Thursday May 15, 2003
RUN, RUN, RUN. Wishing to show common cause with my new employers, I participated in the Corporate Challenge in Central Park this evening. It's a three-and-a-half mile run (or walk, as the new rules allow) that somehow generates bucks for charity, and corporate pride -- you turn up with your colleagues in logo-identifying T-shirts and convey your time to a captain, to be posted in some dark corner of the web. I'd last done this years ago, when all were expected to run for an easier 3.5 kilometers (why is everything easier for the Europeans?); I had never so much as stepped on a treadmill before, I drank heavily the night before (and the night before, and the night before...), and ran in high-tops and surfer jams, breaking the tape at 30 minutes flat.
This evening's field was much more crammed than the last one I'd joined; it took those of us proceeding from the "non-competitive area" (the default gathering spot -- I guess you had to demonstrate a subscription to Runner's World or pass a hamstring-to-beer-belly ratio examination to start further up) four or five minutes to even reach the official starting line.
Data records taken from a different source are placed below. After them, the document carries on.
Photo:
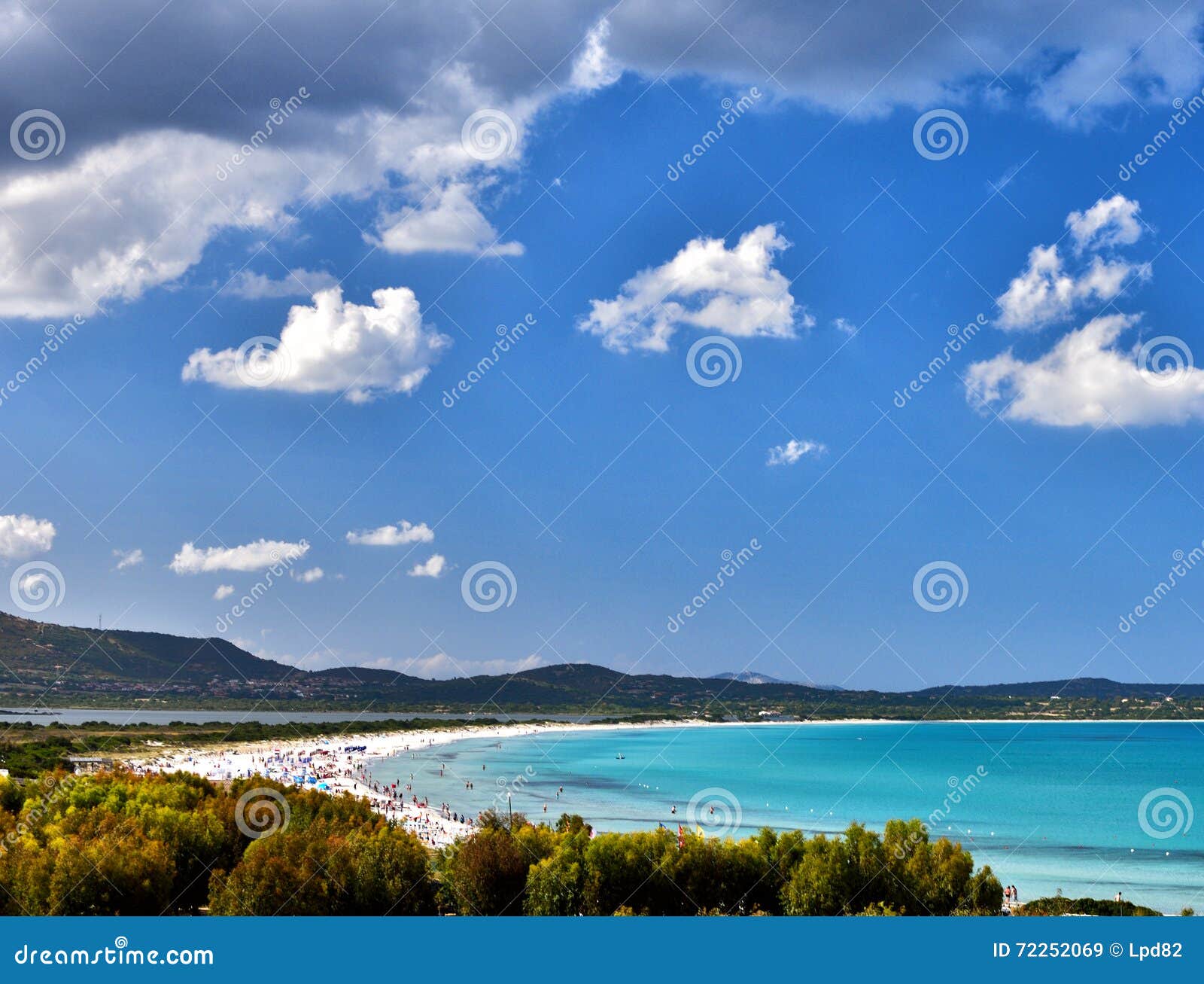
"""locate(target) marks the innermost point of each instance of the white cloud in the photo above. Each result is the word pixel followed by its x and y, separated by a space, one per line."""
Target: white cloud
pixel 126 217
pixel 445 222
pixel 393 536
pixel 1089 379
pixel 22 536
pixel 594 68
pixel 794 452
pixel 442 666
pixel 433 568
pixel 1047 293
pixel 128 559
pixel 38 584
pixel 250 556
pixel 706 285
pixel 334 346
pixel 130 209
pixel 1111 222
pixel 296 283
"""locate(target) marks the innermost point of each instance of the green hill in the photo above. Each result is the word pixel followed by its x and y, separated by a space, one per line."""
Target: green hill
pixel 58 665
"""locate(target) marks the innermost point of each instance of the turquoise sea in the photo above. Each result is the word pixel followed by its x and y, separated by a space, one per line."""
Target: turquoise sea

Thereafter the field was still crowded but navigable. I noticed a lot of different and distinct breathing patterns around me: steady pants, wheezes, grunts, and sharp, horror-movie gasps. To further remove my mind of numbing boredom and intimations of death, I checked out chicks' butts. The Corporate Challenge is a feast for ass-men; I wonder if this isn't a large, undisclosed come-on for events like this. Maybe all the strain and sweat is a turn-on too for some -- the TV ads for health clubs, with their crypto-pornographic close-ups of straining torsos, certainly suggest this.
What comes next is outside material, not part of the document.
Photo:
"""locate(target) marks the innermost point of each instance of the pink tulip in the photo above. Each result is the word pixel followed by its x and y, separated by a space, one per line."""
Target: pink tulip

The clock said 36:32 when I hauled myself across the finish. My captain allowed two minutes for starting-line congestion, which I didn't dispute. Even by this conservative estimate I'm in no worse shape than I was back in the day, at least physically, which amazes me, given the time I spend parked on my keister, crunching verbiage.
The real test will be whether I can get my pants on tomorrow.